Matteo Berrettini, dopo esser stato eliminato dall'ATP Cup, si esprime in conferenza stampa sul caso Novak Djokovic: l'azzurro, pur riconoscendo l'importanza della vaccinazione, prova empatia nei confronti del numero uno del mondo

Matteo Berrettini - Foto Ray Giubilo

L'Italia di Jannik Sinner e Matteo Berrettini, nella notte, è stata eliminata dall'ATP Cup per mano della Russia. Il finalista in carica di Wimbledon, allora, si è presentato in conferenza stampa per analizzare le principali tematiche concernenti l'attualità, tra le quali spicca il caso relativo al visto di Novak Djokovic. "Provo empatia nei confronti di Djokovic - ha riflettuto il numero 7 del mondo -, nessuno vorrebbe mai trovarsi in una situazione del genere: non so neanche per quante ore l'hanno rinchiuso in quella stanza, non oso immaginare. Al contempo, comprendo il sentimento del popolo australiano: non dev'essere stato facile, per loro, subire quel lockdown così stringente in questi due anni. Io, personalmente, sono vaccinato, ma ho seguito da vicino questa situazione, era troppo importante per poterla ignorare".

L'azzurro si è anche espresso sugli Australian Open che stanno per iniziare, commentando nella seguente maniera: "Credo ci sia un bel gruppo di tennisti che possono vincere il torneo e, tra questi, ci sono anche io.
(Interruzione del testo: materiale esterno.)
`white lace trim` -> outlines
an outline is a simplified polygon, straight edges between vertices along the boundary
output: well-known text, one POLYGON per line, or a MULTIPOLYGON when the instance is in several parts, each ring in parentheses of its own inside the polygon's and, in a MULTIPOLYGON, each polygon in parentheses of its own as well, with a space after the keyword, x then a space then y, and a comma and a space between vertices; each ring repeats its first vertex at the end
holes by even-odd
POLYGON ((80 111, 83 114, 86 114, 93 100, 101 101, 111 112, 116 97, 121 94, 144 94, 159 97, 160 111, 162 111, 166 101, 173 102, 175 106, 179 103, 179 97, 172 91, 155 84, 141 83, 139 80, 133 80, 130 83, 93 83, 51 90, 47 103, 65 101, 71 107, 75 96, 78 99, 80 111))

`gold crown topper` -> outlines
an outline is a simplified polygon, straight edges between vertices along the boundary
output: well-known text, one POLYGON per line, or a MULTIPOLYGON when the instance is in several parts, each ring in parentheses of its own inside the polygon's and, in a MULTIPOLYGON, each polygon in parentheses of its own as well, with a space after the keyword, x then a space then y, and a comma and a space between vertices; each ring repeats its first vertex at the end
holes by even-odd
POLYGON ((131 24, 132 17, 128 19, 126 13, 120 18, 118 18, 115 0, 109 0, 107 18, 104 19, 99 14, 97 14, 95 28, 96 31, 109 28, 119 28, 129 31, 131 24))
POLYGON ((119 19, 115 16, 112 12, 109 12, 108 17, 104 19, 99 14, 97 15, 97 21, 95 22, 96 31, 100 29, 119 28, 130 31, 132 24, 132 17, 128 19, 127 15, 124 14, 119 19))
Devo pensare di poter conquistare il trofeo. Per il resto, Zverev sta giocando molto bene, Tsitsipas sta migliorando sempre più la sua condizione, Sinner anche può fare grandi cose. Secondo me è bello quando ci sono diversi tennisti che possono puntare alla vittoria finale".

Infine, un commento sul match andato in scena qualche ore fa, quello perso contro Daniil Medvedev per 6-2 6-7 6-4. "Ho affrontato uno dei migliori tennisti al mondo - ha affermato Berrettini -, nonché colui che ha conquistato l'ultimo trofeo Major e uno dei principali favoriti per l'Australian Open. Mi serve passare da match come questi per migliorare, magari la prossima volta sarò io a trionfare. Già l'anno scorso mi sentii molto più indietro rispetto a Medvedev di quando non mi sia sembrato oggi, questo mi rende contento. Di rovescio - ha proseguito il capitolino - penso di aver giocato bene, anche se non sarà mai una grande arma come il servizio e il dritto, inoltre credo di aver interpretato molto bene l'incontro dal punto di vista tattico".